Lenses that also contain arrays of tiny LEDs may allow this or other types of digital information to be displayed directly to the wearer through the lens. This kind of augmented reality has already taken off in cell phones, with countless software apps superimposing digital data onto images of our surroundings, effectively blending the physical and online worlds.
Making it work on a contact lens won't be easy, but the technology has begun to take shape. Last September, Sensimed, a Swiss spin-off from the Swiss Federal Institute of Technology in Lausanne, launched the very first commercial smart contact lens, designed to improve treatment for people with glaucoma.
The disease puts pressure on the optic nerve through fluid build-up, and can irreversibly damage vision if not properly treated. Highly sensitive platinum strain gauges embedded in Sensimed's Triggerfish lens record changes in the curvature of the cornea, which correspond directly to the pressure inside the eye, says CEO Jean-Marc Wismer. The lens transmits this information wirelessly at regular intervals to a portable recording device worn by the patient, he says.
Like an RFID tag or London's Oyster travel cards, the lens gets its power from a nearby loop antenna - in this case taped to the patient's face. The powered antenna transmits electricity to the contact lens, which is used to interrogate the sensors, process the signals and transmit the readings back.
Each disposable contact lens is designed to be worn just once for 24 hours, and the patient repeats the process once or twice a year. This allows researchers to look for peaks in eye pressure which vary from patient to patient during the course of a day. This information is then used to schedule the timings of medication.
"The timing of these drugs is important," Wisner says.
Parviz, however, has taken a different approach. His glucose sensor uses sets of electrodes to run tiny currents through the tear fluid and measures them to detect very small quantities of dissolved sugar. These electrodes, along with a computer chip that contains a radio frequency antenna, are fabricated on a flat substrate made of polyethylene terephthalate (PET), a transparent polymer commonly found in plastic bottles. This is then moulded into the shape of a contact lens to fit the eye.

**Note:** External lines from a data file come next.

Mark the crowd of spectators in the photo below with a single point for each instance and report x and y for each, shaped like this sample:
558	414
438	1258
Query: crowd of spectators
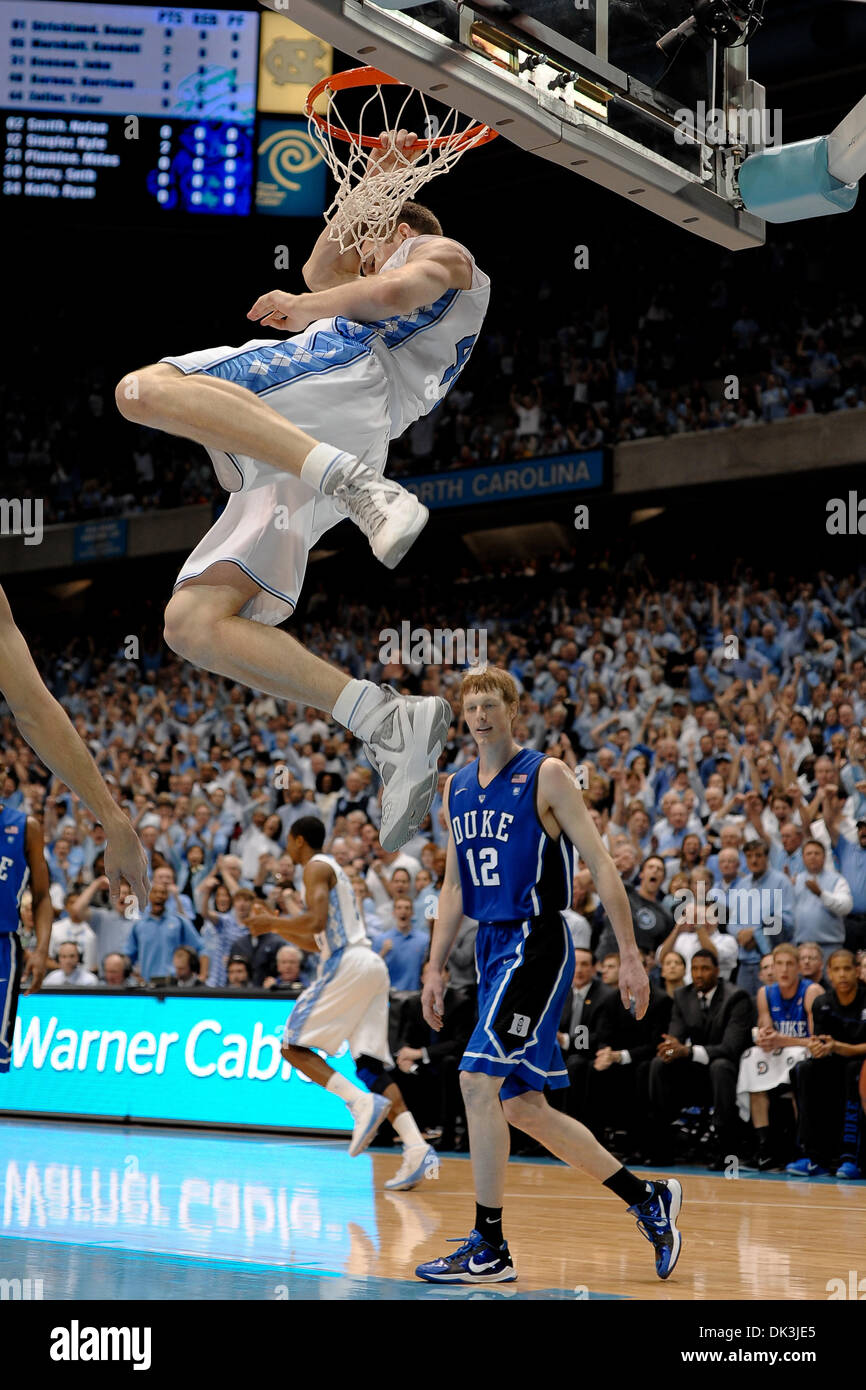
595	373
717	731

Parviz plans to use a higher-powered antenna to get a better range, allowing patients to carry a single external device in their breast pocket or on their belt. Preliminary tests show that his sensors can accurately detect even very low glucose levels. Parvis is due to present his results later this month at the IEEE MEMS 2011 conference in Cancún, Mexico.
"There's still a lot more testing we have to do," says Parviz. In the meantime, his lab has made progress with contact lens displays. They have separately built lenses with 3D optics that resemble the head-up visors used to view movies in 3D.
Parviz has yet to combine both the optics and the LEDs in the same contact lens, but he is confident that even images so close to the eye can be brought into focus. "You won't necessarily have to shift your focus to see the image generated by the contact lens," says Parviz. It will just appear in front of you, he says. The LEDs will be arranged in a grid pattern, and should not interfere with normal vision when the display is off.
For Sensimed, the circuitry is entirely around the edge of the lens. However, both have yet to address the fact that wearing these lenses might make you look like the robots in the Terminator movies. False irises could eventually solve this problem, says Parviz. "But that's not something at the top of our priority list," he says.
It is really just a matter of time before LEDs and their associated electronics get small enough and affordable for all of us to enjoy visual displays from the internet all the time.